- Born: September 7, 1941 Broken Arrow, Oklahoma, U.S.
- Died: December 26, 1985 (aged 44) Daytona Beach, Florida, U.S.
- Cause of death: Race car crash during testing at the Daytona International Speedway

= Charles Ogle (racing driver) =

American physician, businessman, and NASCAR driver killed during race testing session

Charles Allen Ogle (September 7, 1941 – December 26, 1985) was an American physician, businessman, and NASCAR driver who finished second in the 1985 Goody's Dash points standings. Ogle was killed at Daytona International Speedway while testing for the upcoming NASCAR season.

==Professional career==
Ogle was born in Broken Arrow, Oklahoma on September 7, 1941. He became a captain in the Air Force Reserve and graduated from Oklahoma State Medical School. Ogle moved to Knoxville, Tennessee where his medical specialty involved setting up trauma clinics and emergency rooms. He also became a successful businessman owning over 120 Wendy's and D'Lites fast food restaurants throughout the southeast.

==NASCAR career==
Ogle began his NASCAR career in the Goody's Dash Series in 1984 at the age of 42. He competed in six races in 1984 and ran full-time in 1985. In his second year, Ogle finished second three times and won his first race at the Southside Speedway in Richmond, Virginia, on September 6, 1985. He had seven top-five finishes and nine top-ten finishes on his way to second in the championship standings.

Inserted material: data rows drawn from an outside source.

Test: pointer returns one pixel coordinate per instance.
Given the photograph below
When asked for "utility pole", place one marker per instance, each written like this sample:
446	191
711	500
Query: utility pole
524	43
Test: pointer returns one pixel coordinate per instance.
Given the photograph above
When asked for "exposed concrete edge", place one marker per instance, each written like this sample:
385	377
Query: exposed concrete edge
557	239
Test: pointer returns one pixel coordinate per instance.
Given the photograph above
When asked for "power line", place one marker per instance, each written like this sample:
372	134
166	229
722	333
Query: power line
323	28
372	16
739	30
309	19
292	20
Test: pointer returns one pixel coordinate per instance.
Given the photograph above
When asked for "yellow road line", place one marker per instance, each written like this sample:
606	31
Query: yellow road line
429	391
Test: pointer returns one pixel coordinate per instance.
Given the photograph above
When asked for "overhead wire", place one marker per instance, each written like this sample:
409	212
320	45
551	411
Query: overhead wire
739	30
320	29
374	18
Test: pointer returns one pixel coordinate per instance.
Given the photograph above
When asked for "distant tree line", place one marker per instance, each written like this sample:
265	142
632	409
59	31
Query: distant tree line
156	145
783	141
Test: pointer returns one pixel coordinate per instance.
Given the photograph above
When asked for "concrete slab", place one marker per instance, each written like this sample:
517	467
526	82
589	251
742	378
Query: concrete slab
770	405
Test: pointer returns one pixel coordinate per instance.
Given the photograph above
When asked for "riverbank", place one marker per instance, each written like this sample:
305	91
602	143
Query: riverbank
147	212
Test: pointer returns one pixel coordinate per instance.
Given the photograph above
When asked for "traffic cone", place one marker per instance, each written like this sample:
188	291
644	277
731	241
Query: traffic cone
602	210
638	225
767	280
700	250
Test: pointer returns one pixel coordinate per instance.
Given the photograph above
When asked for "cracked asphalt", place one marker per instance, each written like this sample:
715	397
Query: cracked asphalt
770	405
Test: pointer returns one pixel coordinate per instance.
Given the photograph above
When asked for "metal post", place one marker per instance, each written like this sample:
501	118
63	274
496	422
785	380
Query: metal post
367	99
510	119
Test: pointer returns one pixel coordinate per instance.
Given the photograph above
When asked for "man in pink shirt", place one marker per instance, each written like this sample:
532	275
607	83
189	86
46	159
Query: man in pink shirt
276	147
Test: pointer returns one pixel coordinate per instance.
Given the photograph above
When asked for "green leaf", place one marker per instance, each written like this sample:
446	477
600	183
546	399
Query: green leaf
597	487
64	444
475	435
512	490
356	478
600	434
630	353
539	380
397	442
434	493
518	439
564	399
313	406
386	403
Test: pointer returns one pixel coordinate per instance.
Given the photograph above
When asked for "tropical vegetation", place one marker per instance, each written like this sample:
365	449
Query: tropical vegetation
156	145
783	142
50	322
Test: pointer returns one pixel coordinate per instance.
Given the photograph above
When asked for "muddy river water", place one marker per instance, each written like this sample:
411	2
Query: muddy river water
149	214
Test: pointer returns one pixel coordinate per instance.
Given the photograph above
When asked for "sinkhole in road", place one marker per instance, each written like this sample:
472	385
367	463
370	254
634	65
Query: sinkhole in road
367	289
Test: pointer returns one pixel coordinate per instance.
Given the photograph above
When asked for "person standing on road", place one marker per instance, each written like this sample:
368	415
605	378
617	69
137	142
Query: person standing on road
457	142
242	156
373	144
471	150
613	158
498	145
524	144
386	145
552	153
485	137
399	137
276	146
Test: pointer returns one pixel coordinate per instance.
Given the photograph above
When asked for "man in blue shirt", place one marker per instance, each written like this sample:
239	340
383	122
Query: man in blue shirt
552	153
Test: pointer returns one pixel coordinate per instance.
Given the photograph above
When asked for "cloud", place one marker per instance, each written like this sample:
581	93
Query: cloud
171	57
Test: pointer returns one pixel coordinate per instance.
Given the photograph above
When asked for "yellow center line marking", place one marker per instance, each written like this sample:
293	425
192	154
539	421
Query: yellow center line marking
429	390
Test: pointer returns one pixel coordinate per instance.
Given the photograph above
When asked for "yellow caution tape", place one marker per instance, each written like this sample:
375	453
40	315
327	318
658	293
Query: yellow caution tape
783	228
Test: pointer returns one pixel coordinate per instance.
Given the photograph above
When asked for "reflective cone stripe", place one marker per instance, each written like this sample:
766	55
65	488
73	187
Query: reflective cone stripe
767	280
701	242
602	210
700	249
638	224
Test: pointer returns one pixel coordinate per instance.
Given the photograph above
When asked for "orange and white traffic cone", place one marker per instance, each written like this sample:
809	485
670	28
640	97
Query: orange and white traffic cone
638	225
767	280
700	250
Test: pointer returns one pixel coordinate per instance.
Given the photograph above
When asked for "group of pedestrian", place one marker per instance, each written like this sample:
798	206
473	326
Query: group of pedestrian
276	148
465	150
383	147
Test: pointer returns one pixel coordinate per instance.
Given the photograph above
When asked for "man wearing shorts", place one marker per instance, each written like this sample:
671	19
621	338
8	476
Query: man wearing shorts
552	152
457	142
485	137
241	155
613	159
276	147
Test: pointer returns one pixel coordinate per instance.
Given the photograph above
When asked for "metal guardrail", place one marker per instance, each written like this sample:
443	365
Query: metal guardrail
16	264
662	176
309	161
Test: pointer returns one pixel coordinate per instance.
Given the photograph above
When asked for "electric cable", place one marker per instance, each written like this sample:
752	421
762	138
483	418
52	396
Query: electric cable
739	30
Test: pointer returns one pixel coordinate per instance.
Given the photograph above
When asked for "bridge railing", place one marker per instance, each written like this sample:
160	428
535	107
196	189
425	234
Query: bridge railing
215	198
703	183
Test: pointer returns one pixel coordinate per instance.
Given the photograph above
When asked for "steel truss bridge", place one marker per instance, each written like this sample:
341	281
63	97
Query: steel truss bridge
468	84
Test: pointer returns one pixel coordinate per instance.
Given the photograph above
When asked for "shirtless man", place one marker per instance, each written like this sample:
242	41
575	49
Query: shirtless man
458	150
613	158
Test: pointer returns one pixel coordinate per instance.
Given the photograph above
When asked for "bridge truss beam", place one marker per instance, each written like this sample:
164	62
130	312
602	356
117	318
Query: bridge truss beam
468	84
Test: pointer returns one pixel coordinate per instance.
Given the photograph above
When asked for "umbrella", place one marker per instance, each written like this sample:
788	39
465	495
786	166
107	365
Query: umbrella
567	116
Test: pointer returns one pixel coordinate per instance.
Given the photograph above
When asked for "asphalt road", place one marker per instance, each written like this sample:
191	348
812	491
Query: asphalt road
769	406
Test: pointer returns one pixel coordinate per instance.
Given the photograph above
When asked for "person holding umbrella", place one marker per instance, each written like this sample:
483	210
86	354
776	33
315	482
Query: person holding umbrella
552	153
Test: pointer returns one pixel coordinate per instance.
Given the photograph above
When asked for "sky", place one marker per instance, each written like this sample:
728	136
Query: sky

On the morning of December 15, 1985, Ogle was at Daytona International Speedway testing his Pontiac Sunbird in preparation for the upcoming season. The test session was only for Pontiac Goody's Dash cars and was scarcely attended. His D'Lites sponsored car apparently blew a tire at around 160 mph. The accident was not witnessed by anyone but an investigation reported his Pontiac "went sideways near the end of the Speedway backstretch, dug into the infield grass near the chicane and went airborne for about 100 feet. The 2,300 pound car, powered by a four cylinder engine, landed on its roof and slid through the chicane area before coming to a stop near an infield dirt embankment." Ogle received massive head injuries in the accident, apparently receiving brain stem damage and dragging his head on the ground as the car was sliding. He was initially in serious condition but two days later was downgraded to critical condition. His condition wavered between critical and serious condition before he died at 2:40 p.m. on December 26. Ogle became the 16th man killed at Daytona International Speedway. He was buried at Floral Haven Cemetery in Broken Arrow, Oklahoma.